> but are the hallucinations always wrong to the same degree No, but yes largely...

> but are the hallucinations always wrong to the same degree

No, but yes largely because you're asking the same types of questions with the same rough parameters, so it'll make up roughly the same sort of thing (ie, citations) again.

The issue is that the LLM is trained to generate plausible words, not to recite which piece of training data is also the best source. If you want to make an app using "AI" you need to target what it can do well. If you want it to write citations you need to give it your list of references and tell it to use only those.

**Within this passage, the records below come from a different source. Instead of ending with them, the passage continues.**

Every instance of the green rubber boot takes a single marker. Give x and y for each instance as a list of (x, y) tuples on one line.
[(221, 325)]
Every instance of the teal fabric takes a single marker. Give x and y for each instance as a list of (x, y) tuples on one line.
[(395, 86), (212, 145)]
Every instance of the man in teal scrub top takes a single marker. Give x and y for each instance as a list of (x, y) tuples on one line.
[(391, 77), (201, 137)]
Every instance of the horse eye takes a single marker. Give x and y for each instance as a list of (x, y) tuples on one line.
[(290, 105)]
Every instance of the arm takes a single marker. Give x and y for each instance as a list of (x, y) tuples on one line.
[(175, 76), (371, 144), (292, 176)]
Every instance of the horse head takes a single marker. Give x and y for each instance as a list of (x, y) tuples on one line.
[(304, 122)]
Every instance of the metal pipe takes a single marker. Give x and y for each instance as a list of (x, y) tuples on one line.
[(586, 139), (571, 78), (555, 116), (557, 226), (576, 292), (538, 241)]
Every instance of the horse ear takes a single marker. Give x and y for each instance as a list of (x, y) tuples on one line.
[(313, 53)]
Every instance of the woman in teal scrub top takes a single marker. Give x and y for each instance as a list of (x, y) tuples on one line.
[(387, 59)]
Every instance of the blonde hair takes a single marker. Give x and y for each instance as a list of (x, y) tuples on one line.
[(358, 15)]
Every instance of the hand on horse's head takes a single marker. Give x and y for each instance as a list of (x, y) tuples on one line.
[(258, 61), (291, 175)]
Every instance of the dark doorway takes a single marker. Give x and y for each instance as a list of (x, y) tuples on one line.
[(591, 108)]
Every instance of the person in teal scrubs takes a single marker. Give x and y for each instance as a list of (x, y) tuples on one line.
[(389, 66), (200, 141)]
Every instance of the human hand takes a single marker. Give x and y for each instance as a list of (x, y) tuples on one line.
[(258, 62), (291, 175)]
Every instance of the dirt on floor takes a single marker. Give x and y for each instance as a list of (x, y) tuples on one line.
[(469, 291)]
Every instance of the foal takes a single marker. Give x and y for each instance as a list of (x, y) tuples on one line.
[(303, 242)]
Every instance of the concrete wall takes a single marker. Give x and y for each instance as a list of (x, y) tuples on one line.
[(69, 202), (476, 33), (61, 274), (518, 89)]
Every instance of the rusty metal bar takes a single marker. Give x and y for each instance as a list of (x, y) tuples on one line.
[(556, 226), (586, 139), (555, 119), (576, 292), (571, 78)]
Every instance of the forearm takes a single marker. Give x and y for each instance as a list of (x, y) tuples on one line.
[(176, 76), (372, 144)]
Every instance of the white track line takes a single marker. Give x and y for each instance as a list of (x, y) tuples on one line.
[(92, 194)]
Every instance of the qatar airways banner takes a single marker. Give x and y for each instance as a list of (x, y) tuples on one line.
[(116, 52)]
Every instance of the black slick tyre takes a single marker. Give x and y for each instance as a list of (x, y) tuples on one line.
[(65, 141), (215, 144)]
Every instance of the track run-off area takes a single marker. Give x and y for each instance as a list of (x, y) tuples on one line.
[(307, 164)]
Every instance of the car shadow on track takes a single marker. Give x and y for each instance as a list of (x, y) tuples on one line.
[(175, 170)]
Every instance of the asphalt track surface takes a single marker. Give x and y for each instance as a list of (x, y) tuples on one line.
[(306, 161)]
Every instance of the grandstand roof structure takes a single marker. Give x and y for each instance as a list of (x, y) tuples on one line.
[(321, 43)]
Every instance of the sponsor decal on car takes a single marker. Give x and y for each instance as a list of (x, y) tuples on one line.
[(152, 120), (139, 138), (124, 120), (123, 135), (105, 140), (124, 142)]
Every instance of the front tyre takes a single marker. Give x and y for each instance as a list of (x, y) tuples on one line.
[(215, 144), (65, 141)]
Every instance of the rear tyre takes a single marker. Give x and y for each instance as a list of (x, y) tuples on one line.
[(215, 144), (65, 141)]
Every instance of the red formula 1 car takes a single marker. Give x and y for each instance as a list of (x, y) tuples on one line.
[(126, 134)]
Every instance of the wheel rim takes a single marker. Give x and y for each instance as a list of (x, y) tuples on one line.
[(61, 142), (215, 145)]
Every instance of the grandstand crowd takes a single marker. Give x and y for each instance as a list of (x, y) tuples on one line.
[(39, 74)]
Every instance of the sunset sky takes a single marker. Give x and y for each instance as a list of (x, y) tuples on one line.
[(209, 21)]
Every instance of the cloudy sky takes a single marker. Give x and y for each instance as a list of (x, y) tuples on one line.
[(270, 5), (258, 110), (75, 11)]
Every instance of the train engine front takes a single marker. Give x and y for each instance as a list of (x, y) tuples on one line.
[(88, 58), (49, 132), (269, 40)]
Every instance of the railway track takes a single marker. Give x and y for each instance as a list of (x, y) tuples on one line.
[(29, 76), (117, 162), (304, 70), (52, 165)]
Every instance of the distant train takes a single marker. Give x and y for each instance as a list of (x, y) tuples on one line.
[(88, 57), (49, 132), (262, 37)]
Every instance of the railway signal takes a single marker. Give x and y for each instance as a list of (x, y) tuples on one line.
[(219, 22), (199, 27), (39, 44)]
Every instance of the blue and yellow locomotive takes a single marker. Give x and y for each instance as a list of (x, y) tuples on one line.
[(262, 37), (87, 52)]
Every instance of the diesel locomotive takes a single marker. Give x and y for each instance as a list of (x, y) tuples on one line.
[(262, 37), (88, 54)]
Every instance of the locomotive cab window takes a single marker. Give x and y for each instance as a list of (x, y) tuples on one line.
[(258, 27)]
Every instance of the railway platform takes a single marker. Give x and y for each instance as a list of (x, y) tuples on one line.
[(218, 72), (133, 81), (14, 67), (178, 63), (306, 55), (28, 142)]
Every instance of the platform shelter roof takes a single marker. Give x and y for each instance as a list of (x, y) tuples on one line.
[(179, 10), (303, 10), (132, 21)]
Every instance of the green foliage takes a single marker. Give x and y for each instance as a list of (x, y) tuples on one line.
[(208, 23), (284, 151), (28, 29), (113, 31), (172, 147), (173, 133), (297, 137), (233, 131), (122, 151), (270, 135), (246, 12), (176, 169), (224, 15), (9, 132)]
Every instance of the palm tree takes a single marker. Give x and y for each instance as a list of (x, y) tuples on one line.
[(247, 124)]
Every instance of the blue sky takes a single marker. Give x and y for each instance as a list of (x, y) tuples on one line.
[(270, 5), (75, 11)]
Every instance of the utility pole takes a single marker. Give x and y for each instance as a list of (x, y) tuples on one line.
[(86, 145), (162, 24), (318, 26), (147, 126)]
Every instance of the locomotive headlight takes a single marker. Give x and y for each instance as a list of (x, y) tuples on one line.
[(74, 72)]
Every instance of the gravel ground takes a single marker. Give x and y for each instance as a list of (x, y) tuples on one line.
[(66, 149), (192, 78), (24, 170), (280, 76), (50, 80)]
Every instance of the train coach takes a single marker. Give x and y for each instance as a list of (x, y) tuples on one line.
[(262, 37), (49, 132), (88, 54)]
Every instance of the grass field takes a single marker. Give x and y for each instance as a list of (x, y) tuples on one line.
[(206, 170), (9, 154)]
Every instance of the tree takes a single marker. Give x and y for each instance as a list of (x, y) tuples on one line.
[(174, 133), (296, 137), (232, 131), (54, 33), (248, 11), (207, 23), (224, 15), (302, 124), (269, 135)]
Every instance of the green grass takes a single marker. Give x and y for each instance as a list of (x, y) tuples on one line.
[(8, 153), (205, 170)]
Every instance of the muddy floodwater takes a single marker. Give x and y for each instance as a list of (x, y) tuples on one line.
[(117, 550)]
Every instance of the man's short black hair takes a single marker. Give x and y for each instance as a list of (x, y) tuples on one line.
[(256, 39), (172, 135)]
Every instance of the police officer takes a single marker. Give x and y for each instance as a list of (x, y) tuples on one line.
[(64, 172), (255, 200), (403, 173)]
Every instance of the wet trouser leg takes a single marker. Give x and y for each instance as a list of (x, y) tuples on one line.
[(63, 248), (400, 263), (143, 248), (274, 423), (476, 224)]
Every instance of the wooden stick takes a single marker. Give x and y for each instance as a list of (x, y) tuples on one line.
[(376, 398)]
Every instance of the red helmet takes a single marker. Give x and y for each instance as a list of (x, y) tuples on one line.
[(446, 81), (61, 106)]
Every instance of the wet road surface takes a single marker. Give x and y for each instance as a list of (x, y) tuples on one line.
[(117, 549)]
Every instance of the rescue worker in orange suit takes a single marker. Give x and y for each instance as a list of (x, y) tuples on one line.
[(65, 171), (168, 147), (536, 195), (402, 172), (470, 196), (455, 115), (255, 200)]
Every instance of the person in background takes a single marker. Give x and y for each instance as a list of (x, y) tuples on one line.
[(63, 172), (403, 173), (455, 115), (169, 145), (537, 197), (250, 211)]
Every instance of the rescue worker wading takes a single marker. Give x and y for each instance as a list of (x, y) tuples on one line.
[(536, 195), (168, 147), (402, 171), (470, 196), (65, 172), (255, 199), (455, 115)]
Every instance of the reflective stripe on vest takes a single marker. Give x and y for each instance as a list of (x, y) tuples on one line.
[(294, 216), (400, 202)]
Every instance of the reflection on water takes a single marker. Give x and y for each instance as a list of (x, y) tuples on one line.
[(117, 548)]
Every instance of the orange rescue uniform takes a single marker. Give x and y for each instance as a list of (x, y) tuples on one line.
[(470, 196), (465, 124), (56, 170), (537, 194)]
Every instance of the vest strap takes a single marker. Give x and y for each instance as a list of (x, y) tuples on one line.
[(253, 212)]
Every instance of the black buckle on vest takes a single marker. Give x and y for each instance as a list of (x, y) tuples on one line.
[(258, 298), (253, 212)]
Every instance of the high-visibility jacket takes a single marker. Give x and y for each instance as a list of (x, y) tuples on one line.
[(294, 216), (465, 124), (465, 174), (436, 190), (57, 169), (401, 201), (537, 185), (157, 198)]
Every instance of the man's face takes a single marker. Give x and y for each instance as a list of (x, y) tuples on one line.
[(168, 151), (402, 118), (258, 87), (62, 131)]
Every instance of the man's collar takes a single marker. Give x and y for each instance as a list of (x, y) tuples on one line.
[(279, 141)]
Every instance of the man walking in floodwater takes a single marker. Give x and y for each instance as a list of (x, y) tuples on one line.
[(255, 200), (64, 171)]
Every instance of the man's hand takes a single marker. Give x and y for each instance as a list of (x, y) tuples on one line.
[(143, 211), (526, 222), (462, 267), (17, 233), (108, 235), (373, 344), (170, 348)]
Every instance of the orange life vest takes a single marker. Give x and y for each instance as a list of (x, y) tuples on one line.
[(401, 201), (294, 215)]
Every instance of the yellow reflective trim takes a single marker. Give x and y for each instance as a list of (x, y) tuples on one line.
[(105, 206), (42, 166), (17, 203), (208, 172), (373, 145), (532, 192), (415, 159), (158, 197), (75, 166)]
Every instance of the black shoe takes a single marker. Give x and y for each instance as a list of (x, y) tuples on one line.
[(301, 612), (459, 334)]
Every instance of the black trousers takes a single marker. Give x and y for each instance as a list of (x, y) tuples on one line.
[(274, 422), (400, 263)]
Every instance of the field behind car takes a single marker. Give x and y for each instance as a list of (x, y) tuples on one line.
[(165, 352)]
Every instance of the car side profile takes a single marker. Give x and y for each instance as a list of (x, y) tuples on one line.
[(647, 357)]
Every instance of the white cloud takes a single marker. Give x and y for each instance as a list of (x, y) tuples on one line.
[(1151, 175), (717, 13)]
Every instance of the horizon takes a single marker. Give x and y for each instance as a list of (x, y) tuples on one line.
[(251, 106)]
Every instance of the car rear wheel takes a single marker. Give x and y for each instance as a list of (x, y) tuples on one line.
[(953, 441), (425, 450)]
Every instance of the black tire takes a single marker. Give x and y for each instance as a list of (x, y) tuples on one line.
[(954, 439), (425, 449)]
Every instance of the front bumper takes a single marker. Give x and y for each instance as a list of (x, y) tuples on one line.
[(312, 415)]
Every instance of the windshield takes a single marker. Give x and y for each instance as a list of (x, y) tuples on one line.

> I'm imagining an investigator with reams and reams of information about a murder case and suspect. Then, prompting an LLM trained on all the case data and social media history and anything else available about their main suspect, "where did so-and-so hide the body?". Would the response, being what's most probable based on the data, be completely worthless or would it be worth the investigator's time to check it out?

That specific question would produce results about like astrology, because unless the suspect actually wrote those words directly it'd be just as likely to hallucinate any other answer that fits the tone of the prompt.

But trying to think of where it would be helpful ... if you had something where the style was important, like matching some of their known, or writing similar style posts as bait, etc wouldn't require it to make up facts so it wouldn't.

And maybe there's an English suspect taunting police and using the AI could let an FBI agent help track them down by translating cockney slang, or something. Or explaining foreign idiom that they might have missed.

Anything where you just ask the AI what the answer is, is not realistic.

> Would the investigator have any idea if the response is worthless or not?

They'd have to know what types of things it can't answer, because it's not like it can be trusted when it can be shown to not have hallucinated, it's that it is not and can't be used as a information-recall-from-training tool and all such answers are suspect.